On the way to Eggmuhl the carriage passed other bodies of troops. Here the horses were changed, and now Gombert walked with Barbara in front of the vehicle to "stretch their legs."

A regiment from the Upper Palatinate was encamped outside of the village. The prince to whom it belonged had given it a free ration of wine at the noonday rest, and the soldiers were now lying on the grass with loosened helmets and armour, feeling very comfortable, and singing in their deep voices a song newly composed in honour of the Emperor Charles to the air, "Cheer up, ye gallant soldiers all!"

The couple so skilled in music stopped, and Barbara's heart beat quicker as she listened to the words which the fair-haired young trooper close beside her was singing in an especially clear voice:

                   "Cheer up, ye gallant soldiers all!
                    Be blithe and bold of mind
                    With faith on God we'll loudly call,
                    Then on our ruler kind.
                    His name is worthy of our praise,
                    Since to the throne God doth him raise;
                    So we will glorify him, too,
                    And render the obedience due.
                    Of an imperial race be came,
                    To this broad empire heir;
                    Carolus is his noble name,
                    God-sent its crown to wear.
                    Mehrer is his just title grand,
                    The sovereign of many a land
                    Which God hath given to his care
                    His name rings on the air!"

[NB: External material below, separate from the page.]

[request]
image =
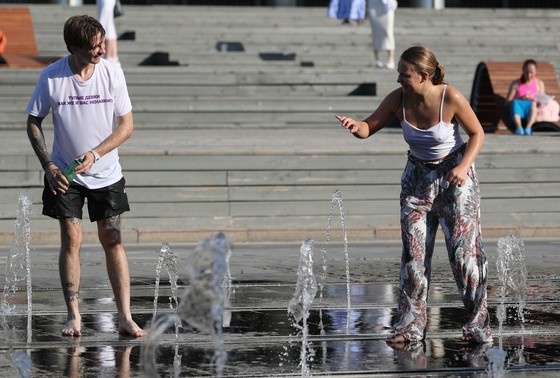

[Mehrer—The increaser, an ancient title of the German emperors]

How much pleasure this song afforded Barbara, although it praised the man whom she thought she hated; and when the third verse began with the words,

                   "So goodly is the life he leads
                    Within this earthly vale,"

oh, how gladly she would have joined in!

That could not be, but she sang with them in her heart, for she had long since caught the tune, and how intently the soldiers would have listened if it had been possible for her to raise her voice as usual! Amid the singing of all these men her clear, bell-like tones would have risen like the lark soaring from the grain field, and what a storm of applause would have greeted her from these rough throats!

Grief for the lost happiness of pouring forth her feelings in melody seized upon her more deeply than for a long time. She would fain have glided quietly away to escape the cause of this fresh sorrow. But Gombert was listening to the young soldier's song with interest, so Barbara continued to hear the young warrior as, with evident enthusiasm, he sang the verse:

                   "Patient and tolerant is he,
                    Nor vengeance seeks, nor blood;
                    E'en though he errs, as well may be,
                    His heart is ever good."

She, too, had deemed this heart so, but now she knew better. Yet it pleased her that the fair-haired soldier so readily believed the poet and, obeying a hasty impulse, she put her hand into the pouch at her belt to give him a gold piece; but Gombert nudged her, and in his broken Netherland German repeated the verse which he had just heard:

              "'Tis stern necessity that forced
               The sword into his hand;
               'Tis not for questions of the faith
               That he doth make his stand."

So the soldiers believed that their commander had only grasped the sword when compelled to do so, and that religion had nothing to do with the war, but the leader of the orchestra knew better. The conversations of the Spaniards at the court, and the words which De Soto had uttered lauding the Emperor, "Since God placed my foes in my hands, I must wage war upon his enemies," were plain enough.

Gombert repeated this remark in a low tone but, ere Barbara could answer him, the carriage, with its fresh relay of horses, stopped in the road.